Directing the Self-Assembly of Aromatic Foldamer Helices using Acridine Appendages and Metal Coordination

Abstract

Folded molecules provide complex interaction interfaces amenable to sophisticated self-assembly motifs. Because of their high conformational stability, aromatic foldamers constitute suitable candidates for the rational elaboration of self-assembled architectures. Several multiturn helical aromatic oligoamides have been synthesized that possess arrays of acridine appendages pointing in one or two directions. The acridine units were shown to direct self-assembly in the solid state via aromatic stacking leading to recurrent helix-helix association patterns under the form of discrete dimers or extended arrays. In the presence of Pd(II), metal coordination of the acridine units overwhelms other forces and generates new metal-mediated multihelical self-assemblies, including macrocycles. These observations demonstrate simple access to different types of foldamer-containing architectures, ranging from discrete objects to 1D and, by extension, 2D and 3D arrays.

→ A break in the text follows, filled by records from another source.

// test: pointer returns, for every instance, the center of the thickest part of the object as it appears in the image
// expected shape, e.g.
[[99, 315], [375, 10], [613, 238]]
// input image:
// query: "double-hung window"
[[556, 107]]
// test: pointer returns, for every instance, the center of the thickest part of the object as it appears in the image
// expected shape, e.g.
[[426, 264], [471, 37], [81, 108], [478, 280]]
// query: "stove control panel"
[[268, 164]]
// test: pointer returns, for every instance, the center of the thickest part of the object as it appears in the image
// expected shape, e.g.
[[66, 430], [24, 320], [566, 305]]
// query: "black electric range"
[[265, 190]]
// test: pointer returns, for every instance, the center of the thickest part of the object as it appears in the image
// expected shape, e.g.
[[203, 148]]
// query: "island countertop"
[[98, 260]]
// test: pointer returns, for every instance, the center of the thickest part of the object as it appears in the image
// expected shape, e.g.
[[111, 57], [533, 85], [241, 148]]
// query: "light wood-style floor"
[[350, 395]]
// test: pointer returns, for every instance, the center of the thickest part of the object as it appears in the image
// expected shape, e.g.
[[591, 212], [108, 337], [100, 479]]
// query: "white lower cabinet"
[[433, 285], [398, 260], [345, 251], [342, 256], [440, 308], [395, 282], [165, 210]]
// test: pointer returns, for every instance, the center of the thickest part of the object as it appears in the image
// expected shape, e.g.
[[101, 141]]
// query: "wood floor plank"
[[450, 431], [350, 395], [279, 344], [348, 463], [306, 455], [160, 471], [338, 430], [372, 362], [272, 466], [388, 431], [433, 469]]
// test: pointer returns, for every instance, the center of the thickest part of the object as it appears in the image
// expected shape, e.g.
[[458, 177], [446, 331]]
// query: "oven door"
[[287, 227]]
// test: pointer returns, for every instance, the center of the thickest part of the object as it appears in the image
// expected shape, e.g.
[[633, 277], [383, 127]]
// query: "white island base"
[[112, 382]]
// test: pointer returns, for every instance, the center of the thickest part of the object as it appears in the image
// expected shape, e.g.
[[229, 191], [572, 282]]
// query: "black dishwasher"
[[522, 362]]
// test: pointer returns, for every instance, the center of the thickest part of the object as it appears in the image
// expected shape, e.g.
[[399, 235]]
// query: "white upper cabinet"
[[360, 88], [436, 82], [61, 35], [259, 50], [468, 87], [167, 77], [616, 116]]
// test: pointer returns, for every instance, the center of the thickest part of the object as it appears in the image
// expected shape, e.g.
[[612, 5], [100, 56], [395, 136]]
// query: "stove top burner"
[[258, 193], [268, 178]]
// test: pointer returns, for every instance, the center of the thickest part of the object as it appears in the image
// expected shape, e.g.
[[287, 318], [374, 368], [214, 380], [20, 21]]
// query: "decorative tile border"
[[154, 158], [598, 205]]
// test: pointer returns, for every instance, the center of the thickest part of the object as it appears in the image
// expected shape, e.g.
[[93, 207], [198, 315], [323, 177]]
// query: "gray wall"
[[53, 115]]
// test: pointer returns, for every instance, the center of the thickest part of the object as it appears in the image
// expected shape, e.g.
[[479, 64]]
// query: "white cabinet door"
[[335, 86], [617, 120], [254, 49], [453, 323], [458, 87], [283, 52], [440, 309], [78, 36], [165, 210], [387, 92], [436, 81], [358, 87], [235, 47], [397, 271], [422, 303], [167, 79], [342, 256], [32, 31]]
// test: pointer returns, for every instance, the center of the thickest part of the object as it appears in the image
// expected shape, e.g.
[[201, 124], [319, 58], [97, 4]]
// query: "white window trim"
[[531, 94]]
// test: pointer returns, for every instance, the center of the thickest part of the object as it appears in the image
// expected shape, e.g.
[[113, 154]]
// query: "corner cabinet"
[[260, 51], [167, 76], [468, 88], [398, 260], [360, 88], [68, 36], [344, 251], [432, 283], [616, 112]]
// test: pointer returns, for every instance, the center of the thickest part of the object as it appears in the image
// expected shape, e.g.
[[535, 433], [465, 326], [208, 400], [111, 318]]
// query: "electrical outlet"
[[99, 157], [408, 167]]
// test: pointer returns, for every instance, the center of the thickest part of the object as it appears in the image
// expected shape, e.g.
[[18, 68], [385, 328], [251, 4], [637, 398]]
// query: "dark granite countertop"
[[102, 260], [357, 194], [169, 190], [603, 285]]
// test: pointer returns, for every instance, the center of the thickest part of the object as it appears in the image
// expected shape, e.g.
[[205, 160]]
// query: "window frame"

Keywords: aromatic stacking; foldamer; helical conformation; metal coordination; self-assembly.

Figure 1

Foldamer sequences with acridine appendages and expected interactions. a) Chemical structures of units Q^a and Q. Interactions enabled by the acridine group: π‐π and dipole‐dipole interactions (b), and metal coordination with Pd(II) (c). Sequences of foldamers with acridine groups on one side of the helix (d) and two neighboring sides of the helix (e). Schematic top and side views indicate the positions of acridine units on helices.

Figure 2

300 MHz ¹H NMR spectra of 1 c (a), 1 b (b) and 1 a (c) in CDCl₃. Stars indicate signals belonging to acridine moieties. Different views of the crystal structures of 1 b (d–h) and 1 c (i–m). Hydrogen atoms, isobutyl groups, and solvent molecules are omitted for clarity. Arrows indicate the N‐to‐C helix orientation. Acridine groups are shown in space filling representation in (d–f) and (i–k). Intramolecular and intermolecular average distances from the atoms of acridine groups to the aromatic planes are indicated in h) and m), respectively.

Figure 3

300 MHz ¹H NMR spectra of oligomers of 2 c (a), 2 b (b) and 2 a (c) in CDCl₃. Stars indicate signals belonging to acridine moieties. (d–i) Different views of the crystal structure of 2 b. Hydrogen atoms, isobutyl groups and solvent molecules, are omitted for clarity. Angles between acridine moieties and the helix are indicated in d) and e). Acridine moieties are shown as space‐filling models in g–i).

Figure 4

The assembly of 2 b in the solid state. Top view (a) and side view (b) of one dimensional continuous ladder organization of P and M helices mediated by stacking between acridine units. Acr1 and acr3 are shown in red and acr2 is shown in blue, all in space filling representation. In a), arrows indicate N‐to‐C helix orientation. In b), black circles and white circles indicate that the C‐terminus or the N‐terminus of the helix is visible, respectively. (c, e and g) show different views of helix‐helix interface B and (d, f, and g) show the same views of helix‐helix interface B. In (c–h), acr units borne by the M helix are shown in green, and acr units borne by the P helix are shown in gold. Acr units are shown either in tube representation (g, h) or in space‐filling representation (c–f). Average distances from atoms of acridine rings to the close aromatic planes are indicated in (g and h). Hydrogen atoms, isobutyl groups and solvent molecules, are omitted for clarity.

Figure 5

A model to show the interconversion between PP/PM/MM helices connected with a single metal coordination (a). Formation of complex Pd(1 a)₂Cl₂ followed by NMR spectroscopy (300 MHz, CDCl₃) at different time intervals after mixing PdCl₂(CH₃CN)₂ with two equiv. of 1 a (b–e). Different views of the crystal structure of Pd(1 a)₂Cl₂ (f–h). In (f), arrows indicate N‐to‐C helix orientation. In (g and h), the side views of two inequivalent complexes found in the asymmetric unit are shown and the distinct helix‐helix orientation indicated. Hydrogen atoms, isobutyl groups and solvent molecules, are omitted for clarity.

Figure 6

The ¹H NMR (300 MHz) spectra of 1 b (c) and its complex with palladium Pd₂(1 b)₂Cl₄ containing four isomers (b) as well as one of the isomers purified (a) in CDCl₃, (d–h) the crystal structure of the complex Pd₂(1 b)₂Cl₄ showing different views, d) front view, e) top view through the helices; f) side view showing the angle of acridine to the axis of helix; g) side view with the angle of palladium atoms to the axis of helices; h) views of the palladium coordination. One dimensional solvent channel formed by the stacking of the complex Pd₂(1 b)₂Cl₄, on the view from (i) b‐axis and (j) c‐axis. All the hydrogen atoms (d–j) and side chains (d–h) in the crystal structures are removed for clarity.